I'm fairly new to python and excuse me if this has nothing to do with statsmodels - in that case, please do elucidate me on what i should be trying.
You can collect the tables and concatenate them at the end of your loop. This method will create a hierarchical index, but I think that makes it a bit more clear. Something like this:
keys = []
tables = []
for variable in df.columns:
model = ols('{} ~ Label'.format(variable), data=df).fit()
anova_table = sm.stats.anova_lm(model, typ=2)
keys.append(variable)
tables.append(anova_table)
df_anova = pd.concat(tables, keys=keys, axis=0)
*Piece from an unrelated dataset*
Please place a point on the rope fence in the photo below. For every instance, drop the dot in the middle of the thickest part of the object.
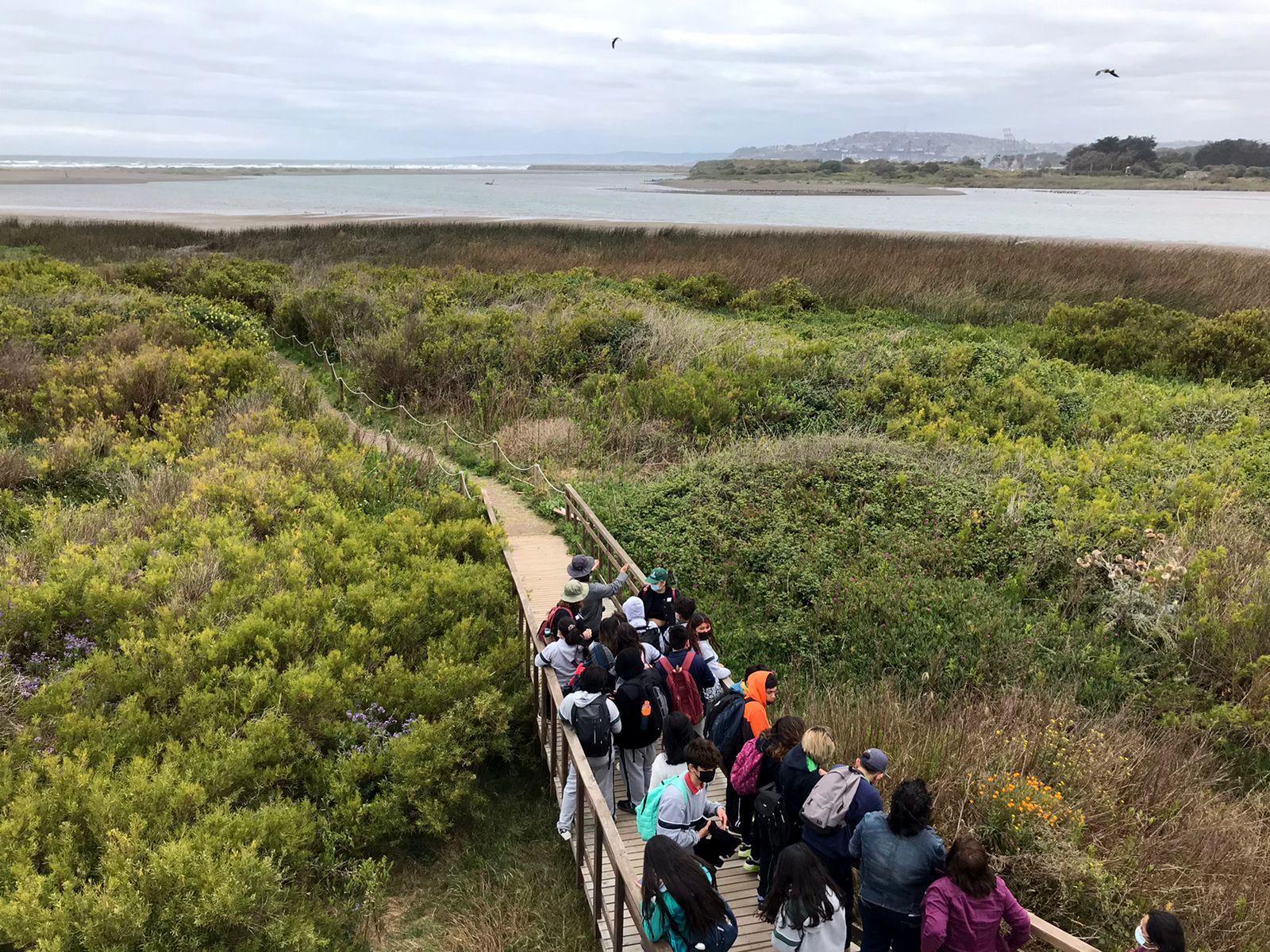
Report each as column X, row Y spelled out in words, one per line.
column 444, row 425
Somewhat related, I would also suggest correcting for multiple comparisons. This is more a statistical suggestion than a coding suggestion, but considering you are performing numerous statistical tests, it would make sense to account for the probability that one of the test would result in a false positive.